Early this month, 110 former officials, scholars and activists across the political spectrum issued a statement urging the Seoul government to step up its efforts for the establishment of a COI.

They include former Prime Minister Roh Jae-bong, former Korea University president Hong Il-sik, People’s Solidarity for Participatory Democracy co-representative Park Sang-jeung and Social Democracy Network co-head Joo Dae-hwan.

“A COI won’t directly affect the lives of the North Korean people immediately,” said Jared Genser, managing director of law firm Perseus Strategies and a pro bono counsel to the International Coalition to Stop Crimes Against Humanity in North Korea, a group of more than 40 non-governmental organizations.

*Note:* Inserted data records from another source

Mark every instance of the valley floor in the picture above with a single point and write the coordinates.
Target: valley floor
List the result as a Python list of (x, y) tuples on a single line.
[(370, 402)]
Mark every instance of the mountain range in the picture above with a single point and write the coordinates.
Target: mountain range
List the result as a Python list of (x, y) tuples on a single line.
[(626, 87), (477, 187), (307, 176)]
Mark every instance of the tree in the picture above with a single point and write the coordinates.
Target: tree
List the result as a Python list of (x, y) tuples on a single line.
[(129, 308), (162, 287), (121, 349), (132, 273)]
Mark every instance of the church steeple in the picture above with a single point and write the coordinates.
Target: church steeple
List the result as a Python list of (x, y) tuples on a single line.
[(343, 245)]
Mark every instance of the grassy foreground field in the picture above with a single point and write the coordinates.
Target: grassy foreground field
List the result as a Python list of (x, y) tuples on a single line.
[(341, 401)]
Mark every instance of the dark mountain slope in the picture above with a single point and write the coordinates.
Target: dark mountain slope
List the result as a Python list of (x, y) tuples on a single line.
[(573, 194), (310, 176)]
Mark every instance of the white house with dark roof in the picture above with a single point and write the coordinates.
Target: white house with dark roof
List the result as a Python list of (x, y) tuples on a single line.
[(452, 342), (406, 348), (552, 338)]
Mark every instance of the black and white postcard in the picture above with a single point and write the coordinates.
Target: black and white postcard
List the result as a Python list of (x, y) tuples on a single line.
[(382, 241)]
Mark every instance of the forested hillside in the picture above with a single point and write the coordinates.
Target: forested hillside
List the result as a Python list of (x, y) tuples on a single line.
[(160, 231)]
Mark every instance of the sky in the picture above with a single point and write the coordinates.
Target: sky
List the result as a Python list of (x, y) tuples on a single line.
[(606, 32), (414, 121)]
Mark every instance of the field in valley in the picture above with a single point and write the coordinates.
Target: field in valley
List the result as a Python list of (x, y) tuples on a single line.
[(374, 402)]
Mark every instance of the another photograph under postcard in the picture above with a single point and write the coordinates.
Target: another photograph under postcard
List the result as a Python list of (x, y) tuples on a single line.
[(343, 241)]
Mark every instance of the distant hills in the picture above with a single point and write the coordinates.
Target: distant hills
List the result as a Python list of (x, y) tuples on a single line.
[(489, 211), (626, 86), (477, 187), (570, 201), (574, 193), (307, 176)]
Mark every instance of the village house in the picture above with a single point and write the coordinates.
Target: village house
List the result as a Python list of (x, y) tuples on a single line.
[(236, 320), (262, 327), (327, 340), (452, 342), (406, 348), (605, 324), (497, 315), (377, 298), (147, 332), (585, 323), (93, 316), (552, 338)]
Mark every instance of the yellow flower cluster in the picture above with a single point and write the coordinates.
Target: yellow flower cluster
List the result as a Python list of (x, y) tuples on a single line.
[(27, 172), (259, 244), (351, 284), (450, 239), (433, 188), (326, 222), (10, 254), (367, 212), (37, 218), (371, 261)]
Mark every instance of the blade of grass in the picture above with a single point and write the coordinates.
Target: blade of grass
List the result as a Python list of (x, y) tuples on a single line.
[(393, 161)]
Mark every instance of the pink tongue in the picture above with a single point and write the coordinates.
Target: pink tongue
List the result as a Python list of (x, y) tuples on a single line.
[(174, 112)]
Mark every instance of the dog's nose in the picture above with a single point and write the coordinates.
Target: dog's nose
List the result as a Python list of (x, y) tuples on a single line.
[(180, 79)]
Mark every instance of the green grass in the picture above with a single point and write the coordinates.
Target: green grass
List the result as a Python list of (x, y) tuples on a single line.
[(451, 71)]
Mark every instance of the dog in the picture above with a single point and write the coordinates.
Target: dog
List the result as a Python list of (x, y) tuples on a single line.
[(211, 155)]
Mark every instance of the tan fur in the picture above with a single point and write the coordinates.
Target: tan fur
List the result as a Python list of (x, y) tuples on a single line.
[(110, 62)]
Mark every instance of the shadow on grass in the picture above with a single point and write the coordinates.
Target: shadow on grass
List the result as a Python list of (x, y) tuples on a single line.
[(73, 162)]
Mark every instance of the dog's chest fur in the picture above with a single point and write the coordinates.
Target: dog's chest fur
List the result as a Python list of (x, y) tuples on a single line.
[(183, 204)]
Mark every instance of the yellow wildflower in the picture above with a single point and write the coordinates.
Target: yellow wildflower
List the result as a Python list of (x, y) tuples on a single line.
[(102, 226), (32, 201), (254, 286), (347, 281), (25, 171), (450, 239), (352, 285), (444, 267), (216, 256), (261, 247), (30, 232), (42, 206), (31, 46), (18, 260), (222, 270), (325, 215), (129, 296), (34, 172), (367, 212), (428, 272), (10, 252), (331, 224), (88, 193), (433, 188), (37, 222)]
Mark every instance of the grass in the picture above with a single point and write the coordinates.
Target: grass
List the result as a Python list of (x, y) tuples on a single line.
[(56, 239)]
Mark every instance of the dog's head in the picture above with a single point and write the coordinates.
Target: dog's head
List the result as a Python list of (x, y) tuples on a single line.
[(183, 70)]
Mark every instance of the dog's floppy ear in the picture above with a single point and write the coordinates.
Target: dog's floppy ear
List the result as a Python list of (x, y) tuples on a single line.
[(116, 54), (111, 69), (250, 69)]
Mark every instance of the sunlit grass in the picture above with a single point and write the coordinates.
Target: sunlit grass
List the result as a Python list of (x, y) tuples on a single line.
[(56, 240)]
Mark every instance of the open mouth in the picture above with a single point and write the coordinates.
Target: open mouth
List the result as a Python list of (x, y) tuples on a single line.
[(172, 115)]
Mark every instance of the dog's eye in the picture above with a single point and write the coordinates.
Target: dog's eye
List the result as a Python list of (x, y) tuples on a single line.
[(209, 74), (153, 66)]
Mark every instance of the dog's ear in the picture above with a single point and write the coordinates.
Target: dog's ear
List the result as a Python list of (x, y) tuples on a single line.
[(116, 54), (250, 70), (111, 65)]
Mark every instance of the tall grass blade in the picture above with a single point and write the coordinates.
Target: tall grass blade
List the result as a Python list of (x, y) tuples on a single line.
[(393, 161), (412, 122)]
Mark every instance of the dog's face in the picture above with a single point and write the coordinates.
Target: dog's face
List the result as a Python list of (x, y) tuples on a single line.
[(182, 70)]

“But it presents the best hope to spur international action and, at the same time, send a clear message to senior levels of the North Korean regime that their actions could result in international prosecution if they persist on their present path.”

Cohen at Brookings said spotlighting human rights may help other countries broaden their nuclear-focused agendas with North Korea and spur steps to bring perpetrators to accountability later on.

“It’s never easy to predict change in a society. Just remember the fall of the Berlin Wall, the end of the Union of Soviet Socialist Republics, the changes in Arab countries ― they were hardly foreseen,” she said.

“Continuing to chip away at the Kim regime and working to penetrate the information wall around North Korea could in time lead to change.”